IEEE Trans Pattern Anal Mach Intell. 2017 Jul;39(7):1482-1488. doi: 10.1109/TPAMI.2016.2582171. Epub 2016 Jun 20.
The angle between the RGBs of the measured illuminant and estimated illuminant colors-the recovery angular error-has been used to evaluate the performance of the illuminant estimation algorithms. However we noticed that this metric is not in line with how the illuminant estimates are used. Normally, the illuminant estimates are divided out' from the image to, hopefully, provide image colors that are not confounded by the color of the light. However, even though the same reproduction results the same scene might have a large range of recovery errors. In this work the scale of the problem with the recovery error is quantified. Next we propose a new metric for evaluating illuminant estimation algorithms, called the reproduction angular error, which is defined as the angle between the RGB of a white surface when the actual and estimated illuminations are divided out'. Our new metric ties algorithm performance to how the illuminant estimates are used. For a given algorithm, adopting the new reproduction angular error leads to different optimal parameters. Further the ranked list of best to worst algorithms changes when the reproduction angular is used. The importance of using an appropriate performance metric is established.

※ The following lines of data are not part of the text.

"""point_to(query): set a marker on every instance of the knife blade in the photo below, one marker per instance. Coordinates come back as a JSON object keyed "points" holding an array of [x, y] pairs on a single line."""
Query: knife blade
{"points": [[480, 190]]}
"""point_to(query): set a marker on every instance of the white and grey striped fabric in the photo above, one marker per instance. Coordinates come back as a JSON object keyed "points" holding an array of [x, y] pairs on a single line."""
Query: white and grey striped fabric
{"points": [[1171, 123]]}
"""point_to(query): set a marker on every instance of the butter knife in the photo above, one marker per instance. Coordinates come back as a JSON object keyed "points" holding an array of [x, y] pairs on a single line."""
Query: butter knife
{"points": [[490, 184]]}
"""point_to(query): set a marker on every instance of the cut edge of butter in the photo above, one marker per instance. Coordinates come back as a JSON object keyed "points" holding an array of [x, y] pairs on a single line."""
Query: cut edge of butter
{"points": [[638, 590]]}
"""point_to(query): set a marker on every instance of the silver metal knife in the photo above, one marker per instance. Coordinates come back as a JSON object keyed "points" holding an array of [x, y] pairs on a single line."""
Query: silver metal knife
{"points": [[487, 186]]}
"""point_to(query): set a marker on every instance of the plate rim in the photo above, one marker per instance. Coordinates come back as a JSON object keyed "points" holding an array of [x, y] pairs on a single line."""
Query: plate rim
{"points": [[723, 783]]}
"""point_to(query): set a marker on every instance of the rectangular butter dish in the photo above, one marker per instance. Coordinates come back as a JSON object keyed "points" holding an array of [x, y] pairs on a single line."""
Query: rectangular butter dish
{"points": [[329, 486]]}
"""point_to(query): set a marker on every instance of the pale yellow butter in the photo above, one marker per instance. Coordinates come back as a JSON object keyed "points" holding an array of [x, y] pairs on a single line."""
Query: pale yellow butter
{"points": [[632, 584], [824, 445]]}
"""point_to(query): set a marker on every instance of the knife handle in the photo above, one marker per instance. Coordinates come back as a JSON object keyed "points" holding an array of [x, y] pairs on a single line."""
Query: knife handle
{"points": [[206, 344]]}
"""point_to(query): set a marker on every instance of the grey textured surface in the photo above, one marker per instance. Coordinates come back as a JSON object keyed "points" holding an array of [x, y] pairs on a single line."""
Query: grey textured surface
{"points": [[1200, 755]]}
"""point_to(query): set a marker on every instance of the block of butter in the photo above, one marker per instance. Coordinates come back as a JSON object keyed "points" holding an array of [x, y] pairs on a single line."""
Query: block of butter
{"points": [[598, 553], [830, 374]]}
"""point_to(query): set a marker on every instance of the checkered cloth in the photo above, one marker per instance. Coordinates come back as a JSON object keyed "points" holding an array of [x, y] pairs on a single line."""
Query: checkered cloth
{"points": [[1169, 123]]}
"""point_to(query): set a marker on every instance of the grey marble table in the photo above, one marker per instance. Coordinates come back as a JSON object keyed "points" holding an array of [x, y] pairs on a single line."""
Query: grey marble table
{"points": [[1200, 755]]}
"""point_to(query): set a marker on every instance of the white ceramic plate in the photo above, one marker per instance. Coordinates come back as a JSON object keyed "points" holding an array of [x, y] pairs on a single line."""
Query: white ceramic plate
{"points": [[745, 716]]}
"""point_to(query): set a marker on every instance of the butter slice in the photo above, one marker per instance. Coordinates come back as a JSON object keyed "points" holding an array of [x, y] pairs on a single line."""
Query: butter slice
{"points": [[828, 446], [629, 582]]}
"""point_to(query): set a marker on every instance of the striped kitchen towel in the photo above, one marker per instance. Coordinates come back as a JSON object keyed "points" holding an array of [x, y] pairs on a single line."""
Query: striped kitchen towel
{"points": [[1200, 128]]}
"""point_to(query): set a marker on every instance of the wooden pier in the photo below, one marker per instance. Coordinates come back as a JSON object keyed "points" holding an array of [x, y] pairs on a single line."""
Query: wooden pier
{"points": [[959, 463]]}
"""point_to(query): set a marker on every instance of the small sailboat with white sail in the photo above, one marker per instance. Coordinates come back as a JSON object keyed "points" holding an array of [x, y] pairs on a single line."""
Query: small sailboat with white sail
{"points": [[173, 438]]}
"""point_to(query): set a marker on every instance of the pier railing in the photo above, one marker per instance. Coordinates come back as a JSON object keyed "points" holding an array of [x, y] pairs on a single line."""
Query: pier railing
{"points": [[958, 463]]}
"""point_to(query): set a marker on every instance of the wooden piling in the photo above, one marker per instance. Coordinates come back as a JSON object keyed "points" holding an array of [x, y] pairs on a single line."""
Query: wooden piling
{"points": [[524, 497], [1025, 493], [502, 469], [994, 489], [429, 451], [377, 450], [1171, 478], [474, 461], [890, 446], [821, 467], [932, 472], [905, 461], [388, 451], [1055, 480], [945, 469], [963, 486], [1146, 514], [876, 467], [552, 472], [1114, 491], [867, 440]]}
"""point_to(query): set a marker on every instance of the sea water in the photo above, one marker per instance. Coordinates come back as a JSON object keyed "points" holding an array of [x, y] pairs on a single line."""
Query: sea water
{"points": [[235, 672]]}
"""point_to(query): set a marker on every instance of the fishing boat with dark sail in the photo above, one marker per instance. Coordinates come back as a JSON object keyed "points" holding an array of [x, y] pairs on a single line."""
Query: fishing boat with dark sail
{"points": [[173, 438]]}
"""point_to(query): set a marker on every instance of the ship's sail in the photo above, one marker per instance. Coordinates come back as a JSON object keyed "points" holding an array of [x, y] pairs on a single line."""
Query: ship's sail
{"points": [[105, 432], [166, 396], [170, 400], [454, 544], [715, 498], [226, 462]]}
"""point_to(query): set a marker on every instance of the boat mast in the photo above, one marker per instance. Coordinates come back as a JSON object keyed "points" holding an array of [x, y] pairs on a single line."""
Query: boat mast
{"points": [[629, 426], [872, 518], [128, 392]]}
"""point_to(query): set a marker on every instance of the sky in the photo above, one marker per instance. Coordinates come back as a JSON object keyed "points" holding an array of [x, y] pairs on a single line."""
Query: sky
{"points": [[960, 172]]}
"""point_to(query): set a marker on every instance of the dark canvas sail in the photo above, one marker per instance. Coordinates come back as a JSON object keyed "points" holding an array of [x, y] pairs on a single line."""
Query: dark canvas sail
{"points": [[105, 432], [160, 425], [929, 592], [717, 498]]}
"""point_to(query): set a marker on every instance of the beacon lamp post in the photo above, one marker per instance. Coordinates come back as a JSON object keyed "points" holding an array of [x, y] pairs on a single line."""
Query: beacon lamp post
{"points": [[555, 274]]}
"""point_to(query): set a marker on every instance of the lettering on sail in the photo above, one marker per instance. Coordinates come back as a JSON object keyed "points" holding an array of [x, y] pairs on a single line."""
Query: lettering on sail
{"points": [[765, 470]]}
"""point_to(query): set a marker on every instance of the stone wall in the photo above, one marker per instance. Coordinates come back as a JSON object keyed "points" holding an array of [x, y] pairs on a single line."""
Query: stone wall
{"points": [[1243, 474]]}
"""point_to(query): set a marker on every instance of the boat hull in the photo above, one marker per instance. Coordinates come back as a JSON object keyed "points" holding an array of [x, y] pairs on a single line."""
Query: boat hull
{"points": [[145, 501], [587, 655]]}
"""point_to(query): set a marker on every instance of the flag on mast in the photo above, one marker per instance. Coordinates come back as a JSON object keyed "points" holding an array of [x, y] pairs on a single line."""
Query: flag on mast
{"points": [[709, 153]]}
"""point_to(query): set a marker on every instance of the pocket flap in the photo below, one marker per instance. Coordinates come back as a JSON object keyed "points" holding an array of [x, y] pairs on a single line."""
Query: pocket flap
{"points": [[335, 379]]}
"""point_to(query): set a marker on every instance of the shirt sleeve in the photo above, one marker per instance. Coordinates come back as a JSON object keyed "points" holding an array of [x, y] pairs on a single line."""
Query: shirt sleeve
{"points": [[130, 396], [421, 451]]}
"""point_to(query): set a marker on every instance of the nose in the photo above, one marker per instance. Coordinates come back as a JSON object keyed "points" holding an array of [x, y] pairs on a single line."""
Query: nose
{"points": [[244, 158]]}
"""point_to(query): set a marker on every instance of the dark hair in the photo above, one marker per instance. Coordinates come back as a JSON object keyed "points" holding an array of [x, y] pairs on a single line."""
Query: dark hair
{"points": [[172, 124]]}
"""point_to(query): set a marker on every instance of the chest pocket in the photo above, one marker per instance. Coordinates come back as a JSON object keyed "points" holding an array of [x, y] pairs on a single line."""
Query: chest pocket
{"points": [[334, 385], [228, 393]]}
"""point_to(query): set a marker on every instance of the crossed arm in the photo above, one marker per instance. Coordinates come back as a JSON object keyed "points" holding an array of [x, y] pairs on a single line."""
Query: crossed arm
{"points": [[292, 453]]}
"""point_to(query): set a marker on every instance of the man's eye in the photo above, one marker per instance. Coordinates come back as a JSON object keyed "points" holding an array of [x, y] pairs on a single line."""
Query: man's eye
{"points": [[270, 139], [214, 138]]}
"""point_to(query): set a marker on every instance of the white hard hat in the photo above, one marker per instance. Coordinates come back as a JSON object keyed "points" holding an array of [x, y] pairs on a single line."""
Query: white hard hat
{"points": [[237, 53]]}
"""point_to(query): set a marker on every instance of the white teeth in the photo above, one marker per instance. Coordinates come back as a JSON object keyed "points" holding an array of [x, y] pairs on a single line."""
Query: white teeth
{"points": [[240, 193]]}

测量光源的 RGB 与估计光源颜色之间的角度——恢复角度误差——已被用于评估光源估计算法的性能。然而,我们注意到,该指标与光源估计的使用方式不一致。通常,从图像中“去除”光源估计,以希望提供不受光颜色影响的图像颜色。然而,即使相同的再现结果,同一场景可能有很大的恢复误差范围。在这项工作中,量化了恢复误差问题的规模。接下来,我们提出了一种新的评估光源估计算法的指标,称为再现角度误差,它被定义为当实际和估计的光照“去除”时,白色表面的 RGB 之间的角度。我们的新指标将算法性能与光源估计的使用方式联系起来。对于给定的算法,采用新的再现角度误差会导致不同的最佳参数。进一步,当使用再现角度误差时,最佳到最差算法的排名列表会发生变化。因此,确立了使用适当的性能指标的重要性。